FAIRBURY - It's never too soon for young students to start identifying potential career plans, and considering the steps they need to ensure they are on the right career path – and a statewide education simulation called Connecting the Dots works to help high schoolers do just that. 

Ninth and tenth graders from a handful of schools across Southeast Nebraska filled the Jefferson County 4H Building Monday for the latest installment of a statewide program called Connecting The Dots.  

Executed by educators with the University of Nebraska Extension, anchored Monday by Southeast Nebraska's Jacie Milius, Connecting the Dots is a Nebraska-wide operation that aims to expose kids to a wide range of potential career paths, outline the steps needed to pursue them, equip them with required tools like resumes, and introduce them to industry experts.  

The students identified a couple of their own areas of interest, and then had the chance to meet with more than a dozen locals from Fairbury and the surrounding area who volunteered to share their expertise across fields like business, health sciences, and government - all working to showcase the many different potential career paths that the students could consider pursuing. 

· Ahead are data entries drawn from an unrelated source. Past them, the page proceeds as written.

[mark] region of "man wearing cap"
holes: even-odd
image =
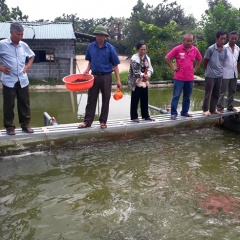
[[[99,91],[102,94],[102,108],[99,117],[100,127],[106,128],[109,112],[109,101],[112,88],[112,72],[117,78],[117,87],[121,88],[118,64],[120,64],[116,49],[106,41],[108,37],[107,29],[104,26],[97,26],[93,32],[96,41],[90,43],[87,48],[85,60],[88,65],[83,74],[88,74],[91,70],[94,76],[94,84],[88,90],[88,100],[85,111],[84,122],[78,128],[86,128],[92,125],[94,120]]]
[[[23,26],[10,25],[10,37],[0,41],[0,71],[3,84],[3,124],[8,135],[15,135],[14,106],[17,98],[18,119],[23,132],[33,133],[30,123],[29,80],[34,52],[22,42]],[[27,60],[27,64],[26,64]]]

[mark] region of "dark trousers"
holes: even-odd
[[[222,78],[205,78],[205,95],[202,110],[215,112],[222,86]]]
[[[21,88],[18,81],[13,88],[3,85],[3,124],[5,128],[14,125],[15,98],[17,98],[18,119],[21,127],[28,127],[30,123],[29,87]]]
[[[135,91],[132,91],[131,94],[131,107],[130,107],[130,116],[131,120],[138,118],[138,103],[140,100],[140,108],[142,118],[148,118],[148,87],[142,88],[136,86]]]
[[[91,125],[94,120],[99,91],[102,94],[102,108],[101,114],[99,116],[99,122],[107,123],[111,89],[112,89],[111,74],[106,74],[103,76],[94,75],[94,84],[88,90],[88,100],[84,117],[84,122],[86,124]]]
[[[171,102],[171,115],[178,115],[177,106],[183,92],[181,115],[186,116],[190,107],[190,97],[193,91],[193,81],[173,80],[173,96]]]
[[[218,99],[217,103],[217,109],[222,110],[224,109],[224,95],[227,92],[227,101],[226,101],[226,107],[228,110],[231,110],[233,108],[233,102],[234,102],[234,94],[236,93],[237,89],[237,78],[231,78],[231,79],[223,79],[222,80],[222,87],[220,92],[220,97]]]

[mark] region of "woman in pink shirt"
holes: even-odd
[[[176,64],[173,64],[173,59]],[[190,97],[193,90],[194,73],[202,62],[199,50],[193,46],[193,35],[187,33],[183,36],[183,44],[174,47],[166,56],[167,65],[175,72],[173,76],[173,96],[171,102],[171,119],[175,120],[178,112],[178,101],[183,92],[181,116],[192,117],[188,113]],[[195,66],[194,63],[196,62]]]

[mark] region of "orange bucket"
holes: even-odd
[[[117,91],[113,94],[113,98],[115,100],[120,100],[123,97],[123,93],[120,91],[120,89],[117,89]]]
[[[94,77],[91,74],[72,74],[64,77],[63,82],[70,91],[84,91],[93,86]]]

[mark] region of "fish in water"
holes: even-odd
[[[199,206],[208,214],[240,217],[240,201],[226,193],[209,193],[199,201]]]

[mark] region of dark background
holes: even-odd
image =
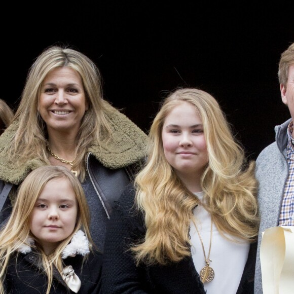
[[[1,98],[16,109],[34,59],[61,42],[95,62],[104,98],[146,133],[167,91],[196,87],[217,100],[255,159],[290,117],[277,74],[294,42],[293,2],[219,2],[8,4],[0,21]]]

“We are exposing youth to the wide range of careers that are out there. We are having them explore different careers and start thinking about what their career pathway looks like in the future,” said Ann Domesh, a University of Nebraska extension educator based in Seward County. “So many times, we have this idea of a set career or a set group of careers, but there are so many options for youth out there. Just to start seeing that, their interests are going to align with something down the road. There is something out there for them.” 

Part of the challenge of the simulation is that each pair of students must determine what the smoothest path towards their desired career looks like: should they enroll in a four-year college, or would a two-year college suffice? Should they consider the military, or just enter the workforce out of high school? 

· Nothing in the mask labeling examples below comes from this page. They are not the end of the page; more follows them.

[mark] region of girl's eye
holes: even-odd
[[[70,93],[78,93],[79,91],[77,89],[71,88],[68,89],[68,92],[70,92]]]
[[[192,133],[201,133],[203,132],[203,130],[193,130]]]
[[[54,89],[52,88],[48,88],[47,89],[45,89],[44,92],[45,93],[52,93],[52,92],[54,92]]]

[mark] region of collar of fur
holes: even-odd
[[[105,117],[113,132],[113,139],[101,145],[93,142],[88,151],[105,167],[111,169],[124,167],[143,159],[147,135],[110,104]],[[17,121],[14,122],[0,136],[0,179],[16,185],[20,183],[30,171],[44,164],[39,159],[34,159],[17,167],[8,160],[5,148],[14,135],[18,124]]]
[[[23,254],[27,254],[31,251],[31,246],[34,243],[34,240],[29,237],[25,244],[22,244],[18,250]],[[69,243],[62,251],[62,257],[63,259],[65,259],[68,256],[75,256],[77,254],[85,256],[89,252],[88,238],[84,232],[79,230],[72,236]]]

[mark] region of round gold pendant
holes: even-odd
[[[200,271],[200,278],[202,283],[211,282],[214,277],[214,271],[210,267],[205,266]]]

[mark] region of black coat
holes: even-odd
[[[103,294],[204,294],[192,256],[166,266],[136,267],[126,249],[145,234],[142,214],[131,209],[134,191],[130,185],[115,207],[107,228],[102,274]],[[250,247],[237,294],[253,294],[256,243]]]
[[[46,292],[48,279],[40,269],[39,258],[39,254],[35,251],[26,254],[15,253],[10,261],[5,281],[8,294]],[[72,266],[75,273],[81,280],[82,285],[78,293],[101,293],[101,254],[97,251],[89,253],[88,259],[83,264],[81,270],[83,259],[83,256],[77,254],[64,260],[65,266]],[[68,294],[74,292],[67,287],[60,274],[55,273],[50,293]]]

On top of that, all students were randomly dealt a "Luck of the Draw" card which forces them to deal with an extra unexpected element - possibly beneficial like a full-ride college scholarship, or possibly detrimental like needing to foot the medical bills for a sick relative.  

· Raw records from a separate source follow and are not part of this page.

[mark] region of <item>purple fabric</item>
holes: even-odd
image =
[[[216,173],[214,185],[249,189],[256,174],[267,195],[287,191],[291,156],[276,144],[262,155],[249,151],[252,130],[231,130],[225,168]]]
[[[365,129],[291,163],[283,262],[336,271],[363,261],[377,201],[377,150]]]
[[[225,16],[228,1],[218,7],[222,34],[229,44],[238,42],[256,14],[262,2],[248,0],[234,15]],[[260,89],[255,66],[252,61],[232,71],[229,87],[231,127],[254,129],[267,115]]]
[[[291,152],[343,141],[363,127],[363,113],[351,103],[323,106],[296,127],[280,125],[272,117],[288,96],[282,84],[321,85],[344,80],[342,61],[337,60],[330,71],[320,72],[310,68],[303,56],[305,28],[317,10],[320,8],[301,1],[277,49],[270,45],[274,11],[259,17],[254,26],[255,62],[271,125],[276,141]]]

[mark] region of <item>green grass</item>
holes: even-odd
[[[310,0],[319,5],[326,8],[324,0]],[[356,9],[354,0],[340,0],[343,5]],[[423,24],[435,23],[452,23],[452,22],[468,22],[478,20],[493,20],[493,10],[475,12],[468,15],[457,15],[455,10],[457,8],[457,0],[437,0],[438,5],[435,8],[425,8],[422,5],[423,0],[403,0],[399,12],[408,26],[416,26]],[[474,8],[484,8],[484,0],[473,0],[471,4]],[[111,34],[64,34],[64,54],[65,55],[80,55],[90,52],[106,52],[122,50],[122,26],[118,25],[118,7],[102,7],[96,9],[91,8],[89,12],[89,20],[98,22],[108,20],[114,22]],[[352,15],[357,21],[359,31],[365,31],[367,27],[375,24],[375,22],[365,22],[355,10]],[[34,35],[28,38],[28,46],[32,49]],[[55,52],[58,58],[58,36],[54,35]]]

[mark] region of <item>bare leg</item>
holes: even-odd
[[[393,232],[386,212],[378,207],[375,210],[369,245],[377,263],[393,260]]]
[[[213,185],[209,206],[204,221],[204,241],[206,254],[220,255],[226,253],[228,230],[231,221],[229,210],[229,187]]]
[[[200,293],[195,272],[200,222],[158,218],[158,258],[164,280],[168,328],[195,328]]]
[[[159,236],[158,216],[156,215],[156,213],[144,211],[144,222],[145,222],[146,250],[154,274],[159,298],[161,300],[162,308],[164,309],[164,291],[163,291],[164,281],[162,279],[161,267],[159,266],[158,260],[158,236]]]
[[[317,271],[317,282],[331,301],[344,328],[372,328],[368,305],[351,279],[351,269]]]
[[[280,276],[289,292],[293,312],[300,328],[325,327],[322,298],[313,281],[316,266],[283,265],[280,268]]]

“I love visiting with the students, and I love when their eyes are opened towards the possibilities,” Domesh said. “And even just visiting with a student today about the careers he looked at, he didn’t realize that those were possibilities and they sounded interesting to him. So just seeing the students light up, realizing the possibilities for their future...it’s great.” 

Connecting the Dots operates seminars like this for different sizes of student groups across the state all year long. And ultimately, the program is designed to show that while planning for life and a career is not always easy, many fulfilling possibilities exist, and there are many different ways to get there.